I agree with others that a woodstove heated shelter or fire in front of a lean to is a much quicker way to get warm than planning on a snow cave. Plus I find caves claustrophobic.

The first question is how big of a stove you are trying to run. There is a lot to be said for going with the smallest heated shelter you can get away with and a commensurately sized stove because the size of stove you are running and the size of shelter you are trying to heat determines the tool kit. Plus smaller shelters get more of a gain out of body warmth alone.

When I still had a Kifaru medium stove, it pretty much took a 24" bow saw and minimum 20" handled axe to keep it running in the winter.
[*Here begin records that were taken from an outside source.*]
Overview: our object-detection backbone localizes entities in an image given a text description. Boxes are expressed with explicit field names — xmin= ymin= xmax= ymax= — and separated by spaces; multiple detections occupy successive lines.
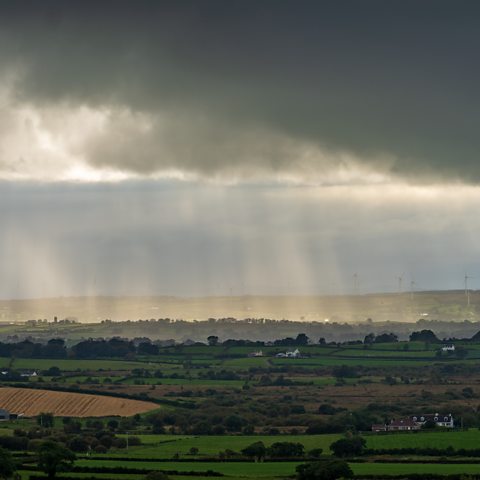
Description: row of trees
xmin=1 ymin=328 xmax=479 ymax=361
xmin=239 ymin=436 xmax=366 ymax=461
xmin=241 ymin=441 xmax=307 ymax=460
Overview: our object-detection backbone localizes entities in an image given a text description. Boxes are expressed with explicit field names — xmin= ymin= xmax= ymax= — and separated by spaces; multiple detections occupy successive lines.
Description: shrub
xmin=330 ymin=436 xmax=366 ymax=457
xmin=144 ymin=472 xmax=170 ymax=480
xmin=296 ymin=459 xmax=353 ymax=480
xmin=268 ymin=442 xmax=305 ymax=458
xmin=93 ymin=444 xmax=108 ymax=454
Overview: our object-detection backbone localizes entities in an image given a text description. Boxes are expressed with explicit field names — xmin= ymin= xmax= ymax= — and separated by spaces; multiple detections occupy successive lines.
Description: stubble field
xmin=0 ymin=386 xmax=158 ymax=417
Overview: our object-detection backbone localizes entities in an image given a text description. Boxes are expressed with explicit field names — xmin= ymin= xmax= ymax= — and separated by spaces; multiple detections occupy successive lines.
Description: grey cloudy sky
xmin=0 ymin=0 xmax=479 ymax=299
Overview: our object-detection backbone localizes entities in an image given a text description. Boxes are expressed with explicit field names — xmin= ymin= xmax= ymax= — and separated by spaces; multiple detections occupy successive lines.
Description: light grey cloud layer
xmin=1 ymin=181 xmax=479 ymax=299
xmin=0 ymin=0 xmax=478 ymax=183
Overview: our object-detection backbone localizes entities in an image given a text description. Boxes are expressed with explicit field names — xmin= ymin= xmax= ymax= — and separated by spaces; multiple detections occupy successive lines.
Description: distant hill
xmin=0 ymin=290 xmax=478 ymax=324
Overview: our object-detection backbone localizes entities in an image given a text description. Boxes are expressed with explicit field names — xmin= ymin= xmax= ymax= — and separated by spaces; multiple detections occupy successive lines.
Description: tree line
xmin=0 ymin=328 xmax=478 ymax=361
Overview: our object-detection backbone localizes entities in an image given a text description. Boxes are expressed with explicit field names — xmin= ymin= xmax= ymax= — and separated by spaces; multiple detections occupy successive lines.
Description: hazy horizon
xmin=0 ymin=290 xmax=478 ymax=324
It's not a very efficient stove though. Larger stoves in 8 man or larger shelters, same thing. Right now the only back packable stove I have is my homemade "little pig" which gets the GoLite Utopia very warm and keeps the Seekoutside BCS warm enough. It can be run pretty well with the 6" Gerber slide out saw and little 4"x1/8" blade D2 utility knife I carry. There's an in-between setup that has me carrying an 8"x3/16" bowie OPC gave me and a japanese tree trimming saw. I have also carried the cold steel tomahawk a fair amount as the absolute lightest implement available that allows for a two handed overhand chop.
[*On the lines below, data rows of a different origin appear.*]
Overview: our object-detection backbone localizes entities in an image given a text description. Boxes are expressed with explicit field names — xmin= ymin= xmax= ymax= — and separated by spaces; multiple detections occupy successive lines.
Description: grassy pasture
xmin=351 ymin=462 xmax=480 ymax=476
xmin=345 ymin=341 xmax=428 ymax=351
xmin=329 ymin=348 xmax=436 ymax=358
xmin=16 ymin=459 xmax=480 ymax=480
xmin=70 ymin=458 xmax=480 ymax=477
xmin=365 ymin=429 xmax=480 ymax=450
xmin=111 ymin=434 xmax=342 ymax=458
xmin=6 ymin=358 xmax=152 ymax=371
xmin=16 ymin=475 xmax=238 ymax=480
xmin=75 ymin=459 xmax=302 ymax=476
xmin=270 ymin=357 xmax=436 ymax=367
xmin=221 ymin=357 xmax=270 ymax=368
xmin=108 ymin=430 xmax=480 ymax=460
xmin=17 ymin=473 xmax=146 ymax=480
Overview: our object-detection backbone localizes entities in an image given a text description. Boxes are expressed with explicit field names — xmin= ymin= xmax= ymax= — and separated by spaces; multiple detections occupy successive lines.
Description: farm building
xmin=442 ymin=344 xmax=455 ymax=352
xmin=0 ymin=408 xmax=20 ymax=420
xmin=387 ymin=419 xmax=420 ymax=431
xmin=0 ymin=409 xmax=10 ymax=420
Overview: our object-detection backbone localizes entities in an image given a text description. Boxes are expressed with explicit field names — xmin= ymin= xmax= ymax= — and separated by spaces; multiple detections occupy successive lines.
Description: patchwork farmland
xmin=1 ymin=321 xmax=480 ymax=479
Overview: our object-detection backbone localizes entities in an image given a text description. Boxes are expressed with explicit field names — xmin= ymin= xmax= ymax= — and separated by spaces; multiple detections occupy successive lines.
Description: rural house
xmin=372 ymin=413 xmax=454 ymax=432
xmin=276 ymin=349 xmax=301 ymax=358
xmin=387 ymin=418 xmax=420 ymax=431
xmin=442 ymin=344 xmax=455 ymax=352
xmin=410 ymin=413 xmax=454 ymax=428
I must say that I'm in the camp of being biased towards batoning for safety. In my days as a forest fire fighter, I saw first hand what can happen when you mix exhaustion with pulaskis and chainsaws. It takes a lot of very purposeful concentration to stay safe with tools when you are exhausted.

Open fires in front of lean tos are going to be less efficient at heating so you'll want to bias towards the larger tool kits.

Once the snow gets deep enough, the Voile Telepro is always along. It's the real deal for moving a lot of snow quickly and an improved tree well that offers a heck of a lot of shelter can be had in about 5 minutes.

Oh... don't forget about insulation underneath you. Be it closed cell foam in the form of a camp chair or foam pad, or tree limbs or whatever, you need something between you and the snow.

For fire starter, 9 times out of 10 a 2x2" square of bicycle innertube is all I need to get a fire started. Trioxane handles that tenth time. I must admit to using a *lot* of trioxane from time to time in Big W's neck of the woods. A pocket rocket was used as a blowtorch once too. I'm not going to say that a bottle of outright fuel is a bad idea in those conditions. It's not quite that wet where you are though Jesse.